C'est Aristote qui a élaboré la plus ample systématisation de l'idée de nature, dans une cosmologie qui devait régner sans partage jusqu'à l'avènement de la physique de Galilée, et surtout de celle de Newton. Le mot grec phusis, que nous traduisons par « nature » (du latin nasci, natus: « naître », « né ») et qui a donné en français « physique », a la même racine que « ftus » et vient du verbe phuein, qui signifie « croître », « pousser », « faire croître » : en prononçant phusis, disait Aristote, on sent comme une poussée vivace de croissance. La nature est en effet la cause immanente qui « a en elle-même le principe de son mouvement ». Et, précise Aristote, « le dieu et la Nature ne font rien en vain ».
La nature est constituée de quatre éléments simples : eau, air, terre, feu. Au centre se trouve la terre (grave absolu et sec) ; à la périphérie, le feu (sec et léger absolu) ; dans l'intervalle, l'air (léger relatif et humide) et l'eau (humide et grave relatif). L'homme est un mixte composé de ces quatre éléments, appelés à rejoindre leurs « lieux naturels » dans le cosmos : géosphère (terre), hydrosphère (eau), atmosphère (air), pyrosphère (feu). Einstein ne cachait pas son admiration devant cette antique cosmologie qualitative, dont il subsiste des traces vivaces dans notre langage et nos mentalités, comme l'a montré Gaston Bachelard.

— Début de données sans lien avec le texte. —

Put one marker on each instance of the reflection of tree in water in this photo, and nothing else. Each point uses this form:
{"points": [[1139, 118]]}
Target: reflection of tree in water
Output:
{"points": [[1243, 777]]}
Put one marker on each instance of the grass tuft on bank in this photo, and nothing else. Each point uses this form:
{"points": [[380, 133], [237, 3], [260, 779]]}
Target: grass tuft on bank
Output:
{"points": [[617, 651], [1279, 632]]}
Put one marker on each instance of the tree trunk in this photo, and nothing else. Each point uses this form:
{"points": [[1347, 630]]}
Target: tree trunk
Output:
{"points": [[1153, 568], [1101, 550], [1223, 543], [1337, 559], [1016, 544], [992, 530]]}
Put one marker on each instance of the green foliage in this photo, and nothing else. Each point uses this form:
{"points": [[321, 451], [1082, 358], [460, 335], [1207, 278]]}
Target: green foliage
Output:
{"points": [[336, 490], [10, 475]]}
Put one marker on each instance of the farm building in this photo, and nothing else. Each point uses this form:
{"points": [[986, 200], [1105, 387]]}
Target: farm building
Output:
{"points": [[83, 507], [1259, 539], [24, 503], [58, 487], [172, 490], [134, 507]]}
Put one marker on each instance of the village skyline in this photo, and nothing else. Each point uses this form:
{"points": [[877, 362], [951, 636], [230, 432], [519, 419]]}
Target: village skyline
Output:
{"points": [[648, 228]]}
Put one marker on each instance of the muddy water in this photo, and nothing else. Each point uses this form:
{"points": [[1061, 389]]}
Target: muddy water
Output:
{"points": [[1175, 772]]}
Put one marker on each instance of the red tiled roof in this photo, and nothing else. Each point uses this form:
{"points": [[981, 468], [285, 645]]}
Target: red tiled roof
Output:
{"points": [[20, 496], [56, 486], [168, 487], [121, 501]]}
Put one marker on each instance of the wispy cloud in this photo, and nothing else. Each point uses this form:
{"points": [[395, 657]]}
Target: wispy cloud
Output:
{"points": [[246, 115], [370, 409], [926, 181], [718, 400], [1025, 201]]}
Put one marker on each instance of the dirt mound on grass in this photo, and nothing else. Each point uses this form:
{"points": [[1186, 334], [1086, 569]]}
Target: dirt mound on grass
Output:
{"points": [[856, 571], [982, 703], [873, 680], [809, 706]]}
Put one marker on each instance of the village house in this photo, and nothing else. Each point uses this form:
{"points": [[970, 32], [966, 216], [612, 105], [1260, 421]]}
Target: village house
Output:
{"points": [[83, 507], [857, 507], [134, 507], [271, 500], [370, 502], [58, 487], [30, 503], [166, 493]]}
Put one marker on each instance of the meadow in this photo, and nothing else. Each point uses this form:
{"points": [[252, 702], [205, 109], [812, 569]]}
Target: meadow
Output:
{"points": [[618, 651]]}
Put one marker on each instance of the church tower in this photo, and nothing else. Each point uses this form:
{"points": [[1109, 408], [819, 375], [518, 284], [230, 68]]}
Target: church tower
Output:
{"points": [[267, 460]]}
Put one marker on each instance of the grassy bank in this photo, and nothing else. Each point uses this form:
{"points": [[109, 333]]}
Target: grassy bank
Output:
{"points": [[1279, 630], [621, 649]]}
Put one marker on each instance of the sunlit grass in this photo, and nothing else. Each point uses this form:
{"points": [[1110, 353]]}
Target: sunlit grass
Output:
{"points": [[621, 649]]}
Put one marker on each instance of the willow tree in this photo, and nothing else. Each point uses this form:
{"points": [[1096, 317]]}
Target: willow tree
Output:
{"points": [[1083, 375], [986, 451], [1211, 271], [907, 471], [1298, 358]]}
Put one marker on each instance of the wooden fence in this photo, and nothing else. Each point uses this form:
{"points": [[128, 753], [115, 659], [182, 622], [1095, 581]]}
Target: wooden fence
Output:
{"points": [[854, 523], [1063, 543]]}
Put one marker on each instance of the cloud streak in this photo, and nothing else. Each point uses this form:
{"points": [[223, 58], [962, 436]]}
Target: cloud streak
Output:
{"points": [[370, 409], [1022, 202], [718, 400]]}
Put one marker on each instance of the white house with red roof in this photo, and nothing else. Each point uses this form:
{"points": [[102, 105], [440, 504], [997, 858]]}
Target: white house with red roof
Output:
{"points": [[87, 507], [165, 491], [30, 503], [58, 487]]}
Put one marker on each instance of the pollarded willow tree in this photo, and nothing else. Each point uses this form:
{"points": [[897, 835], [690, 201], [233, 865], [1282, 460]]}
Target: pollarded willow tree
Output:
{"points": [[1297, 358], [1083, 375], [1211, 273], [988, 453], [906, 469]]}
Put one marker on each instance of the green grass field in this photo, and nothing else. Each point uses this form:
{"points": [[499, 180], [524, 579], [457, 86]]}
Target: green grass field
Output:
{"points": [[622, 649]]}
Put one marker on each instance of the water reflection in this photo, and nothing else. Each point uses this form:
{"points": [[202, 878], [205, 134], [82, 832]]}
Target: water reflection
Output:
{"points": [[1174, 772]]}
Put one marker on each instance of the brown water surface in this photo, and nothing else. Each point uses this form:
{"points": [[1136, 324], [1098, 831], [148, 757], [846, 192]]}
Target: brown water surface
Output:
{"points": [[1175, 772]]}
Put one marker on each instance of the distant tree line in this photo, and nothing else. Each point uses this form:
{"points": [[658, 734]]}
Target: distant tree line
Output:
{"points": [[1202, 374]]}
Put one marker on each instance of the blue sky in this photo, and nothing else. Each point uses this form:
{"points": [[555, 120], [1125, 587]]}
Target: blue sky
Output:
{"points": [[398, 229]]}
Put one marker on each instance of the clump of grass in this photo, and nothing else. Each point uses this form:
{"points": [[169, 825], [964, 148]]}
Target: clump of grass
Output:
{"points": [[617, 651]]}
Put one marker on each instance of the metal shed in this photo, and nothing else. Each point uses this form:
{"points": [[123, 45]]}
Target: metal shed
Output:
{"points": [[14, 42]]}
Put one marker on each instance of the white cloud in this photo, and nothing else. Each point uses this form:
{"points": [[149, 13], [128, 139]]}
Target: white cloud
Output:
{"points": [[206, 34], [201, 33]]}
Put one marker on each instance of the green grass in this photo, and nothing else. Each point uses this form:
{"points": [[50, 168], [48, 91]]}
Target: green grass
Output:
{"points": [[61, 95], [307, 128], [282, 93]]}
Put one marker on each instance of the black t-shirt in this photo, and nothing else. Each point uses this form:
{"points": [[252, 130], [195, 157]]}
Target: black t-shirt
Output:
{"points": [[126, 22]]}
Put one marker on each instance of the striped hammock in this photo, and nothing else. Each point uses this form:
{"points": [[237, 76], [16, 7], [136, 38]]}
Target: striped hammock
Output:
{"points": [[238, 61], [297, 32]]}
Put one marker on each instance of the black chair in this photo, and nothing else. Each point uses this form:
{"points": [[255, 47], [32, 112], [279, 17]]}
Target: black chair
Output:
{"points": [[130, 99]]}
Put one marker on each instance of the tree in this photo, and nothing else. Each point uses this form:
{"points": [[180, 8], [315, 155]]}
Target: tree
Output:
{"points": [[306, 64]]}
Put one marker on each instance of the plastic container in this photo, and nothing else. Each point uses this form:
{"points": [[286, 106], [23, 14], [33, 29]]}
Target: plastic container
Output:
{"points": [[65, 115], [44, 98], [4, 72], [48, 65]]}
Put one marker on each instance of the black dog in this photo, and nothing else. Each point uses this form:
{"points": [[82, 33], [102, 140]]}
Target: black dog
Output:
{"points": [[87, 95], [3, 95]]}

Héritier de Démocrite et d'Épicure, le Latin Lucrèce dresse à son tour dans son poème De natura rerum l'image d'une déesse « libre, affranchie de maîtres superbes, gouvernant elle-même son empire sans contrainte et sans l'aide des dieux ». Cette idée de la nature, perpétuel théâtre de générations et de corruptions, où rien ne naît de rien mais où tout se transforme, a influencé tous les « systèmes de la Nature » panthéistes, matérialistes et athées.

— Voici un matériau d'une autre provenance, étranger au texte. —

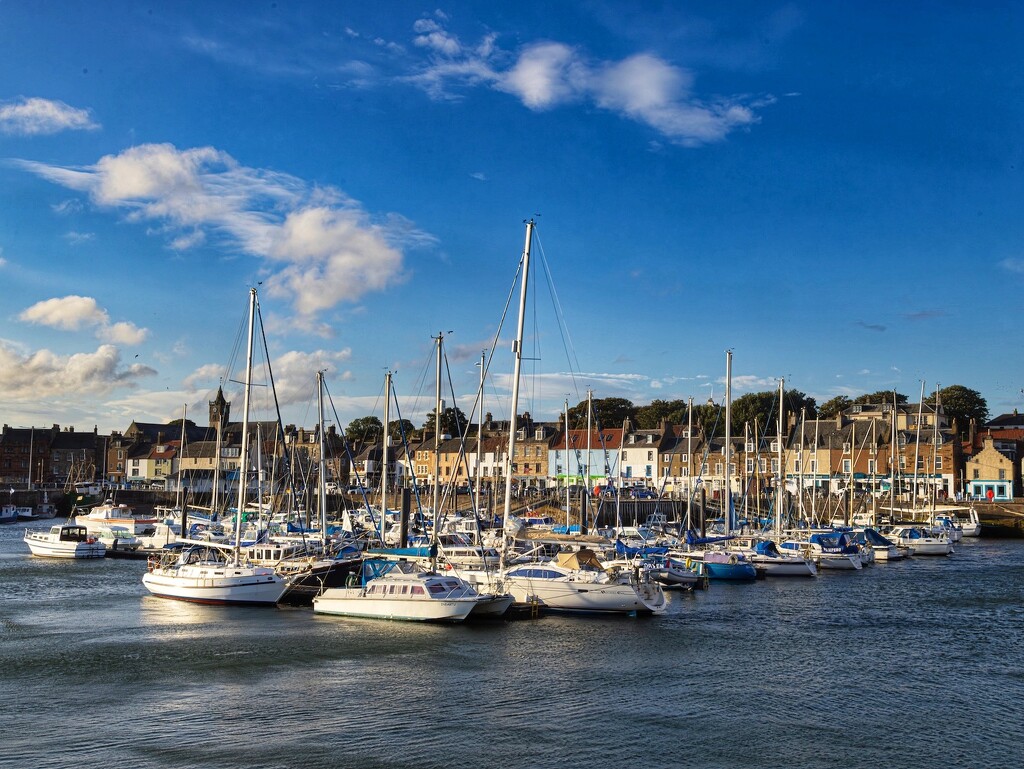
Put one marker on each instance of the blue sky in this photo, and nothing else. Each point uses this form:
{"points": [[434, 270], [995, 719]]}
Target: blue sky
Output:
{"points": [[830, 190]]}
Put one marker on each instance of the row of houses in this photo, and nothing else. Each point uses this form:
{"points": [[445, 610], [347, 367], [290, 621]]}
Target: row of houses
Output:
{"points": [[867, 446]]}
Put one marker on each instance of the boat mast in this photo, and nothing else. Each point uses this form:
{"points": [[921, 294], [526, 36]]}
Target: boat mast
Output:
{"points": [[437, 458], [935, 438], [322, 492], [517, 368], [916, 447], [778, 459], [243, 466], [479, 436], [689, 463], [585, 508], [803, 459], [386, 441], [727, 502]]}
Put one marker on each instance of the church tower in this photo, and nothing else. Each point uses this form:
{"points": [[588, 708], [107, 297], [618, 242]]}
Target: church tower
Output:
{"points": [[219, 410]]}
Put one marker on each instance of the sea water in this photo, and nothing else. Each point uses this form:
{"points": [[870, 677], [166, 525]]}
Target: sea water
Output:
{"points": [[913, 664]]}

En 1616, l'humaniste Giulio Cesare Vanini publiait ses Discours sur les secrets de la nature, reine et déesse des mortels : traduit devant un tribunal ecclésiastique, il soutint que « Dieu se manifeste à chaque instant, mieux que par de rares miracles souvent contestés, par ce grand miracle incontestable, incessant et toujours nouveau que nous appelons la nature ». Cette déclaration, jugée impie, le fit condamner au bûcher, et il fut brûlé à Toulouse le 9 février 1619, à l'âge de trente-quatre ans.